Periodic Reporting for period 2 - DeeViSe (Deep Learning for Dynamic 3D Visual Scene Understanding)

Reporting period: 2019-10-01 to 2021-03-31

Visual scene understanding is one of the fundamental capabilities humans possess. Perceiving the 3D world around us, recognizing objects and people that populate it, and interpreting their motion is of prime importance for our daily lives. Consequently, it is also an extremely important capability for the development of intelligent machines, such as future service robots or autonomous vehicles. If such technical systems are to move through environments built for humans, they need to be aware of their surroundings and act accordingly.

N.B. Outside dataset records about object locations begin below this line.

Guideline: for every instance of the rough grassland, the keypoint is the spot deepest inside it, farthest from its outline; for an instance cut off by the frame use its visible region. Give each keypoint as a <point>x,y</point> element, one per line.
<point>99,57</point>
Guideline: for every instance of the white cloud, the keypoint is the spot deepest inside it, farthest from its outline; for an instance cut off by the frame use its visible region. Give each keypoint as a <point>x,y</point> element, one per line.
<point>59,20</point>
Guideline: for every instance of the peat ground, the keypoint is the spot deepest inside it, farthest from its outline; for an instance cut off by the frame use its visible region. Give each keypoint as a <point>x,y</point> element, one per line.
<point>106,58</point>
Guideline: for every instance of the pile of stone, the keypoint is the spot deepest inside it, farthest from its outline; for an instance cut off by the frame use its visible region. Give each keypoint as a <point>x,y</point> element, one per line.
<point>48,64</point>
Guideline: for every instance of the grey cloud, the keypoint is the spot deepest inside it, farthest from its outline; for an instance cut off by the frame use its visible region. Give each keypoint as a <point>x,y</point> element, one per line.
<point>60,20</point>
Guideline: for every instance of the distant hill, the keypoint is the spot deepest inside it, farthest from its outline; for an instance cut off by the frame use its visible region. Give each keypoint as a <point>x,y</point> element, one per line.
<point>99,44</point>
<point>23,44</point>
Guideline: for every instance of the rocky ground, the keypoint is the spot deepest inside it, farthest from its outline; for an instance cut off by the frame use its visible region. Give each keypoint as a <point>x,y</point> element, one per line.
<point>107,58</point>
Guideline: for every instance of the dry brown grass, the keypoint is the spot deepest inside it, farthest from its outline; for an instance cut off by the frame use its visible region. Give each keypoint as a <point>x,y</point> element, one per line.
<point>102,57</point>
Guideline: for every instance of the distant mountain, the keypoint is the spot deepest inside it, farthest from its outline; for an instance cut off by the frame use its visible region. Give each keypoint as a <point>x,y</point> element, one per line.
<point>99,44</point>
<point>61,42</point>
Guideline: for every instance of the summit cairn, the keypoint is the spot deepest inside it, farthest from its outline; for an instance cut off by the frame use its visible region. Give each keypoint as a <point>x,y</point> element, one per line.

Developing vision systems with advanced scene understanding capabilities has been a goal of computer vision research from its beginnings. The task is challenging, since it contains many different aspects, such as recognition, segmentation, tracking, human body pose estimation, and 3D reconstruction. In the past few years, deep learning has fundamentally revolutionized the way how those tasks are approached in computer vision, with deep neural networks (DNNs) taking up a primary role in practically all areas of vision. Nevertheless, current deep learning approaches for vision are still limited in that they most often address different vision tasks in isolation, while relying on large amounts of manually annotated supervised training data.

The goal of the DeeViSe project is to develop novel end-to-end deep learning approaches for dynamic visual scene understanding that break the boundaries between the different vision tasks in order to create vision systems that combine multiple vision modalities within a common deep learning framework. In addition, DeeViSe aims to impart deep learning approaches with a notion of what it means to move through a 3D world by incorporating temporal continuity constraints, as well as a persistence of 3D structure through associative and spatial neural memory mechanisms. Finally, DeeViSe addresses the question how deep neural networks can be successfully trained with reduced (external) supervision by investigating weakly supervised and self-supervised learning mechanisms, as well as more scalable workflows for human-assisted training data generation.

In order to study those research questions, the DeeViSe project investigates four core computer vision tasks that are essential for scene understanding: Pixel-level Semantic Scene Analysis, combining object recognition and segmentation (WP1), Deep Object Tracking (WP2), Dynamic Human Pose Analysis (WP3), and Deep Representations for 3D Reconstruction (WP4). These tasks are supported by activities on Learning with Seduced supervision (WP5) and Dataset Curation and Annotation (WP6).
Work in WP1 focused on developing end-to-end deep learning architectures for temporally consistent, pixel-level analysis of dynamic scenes. In particular, this research goal envisions a fusion of the previously separated areas of object detection, segmentation, and tracking. We were able to significantly push ahead this research direction under the label "Video Object Segmentation" (VOS) through a series of high-impact publications that advanced the state-of-the-art in VOS, including OnAVOS [BMVC'17], PReMVOS [ACCV'18], FeelVOS [CVPR'19], UnOVOST [WACV'20] and STEm-Seg [ECCV'20].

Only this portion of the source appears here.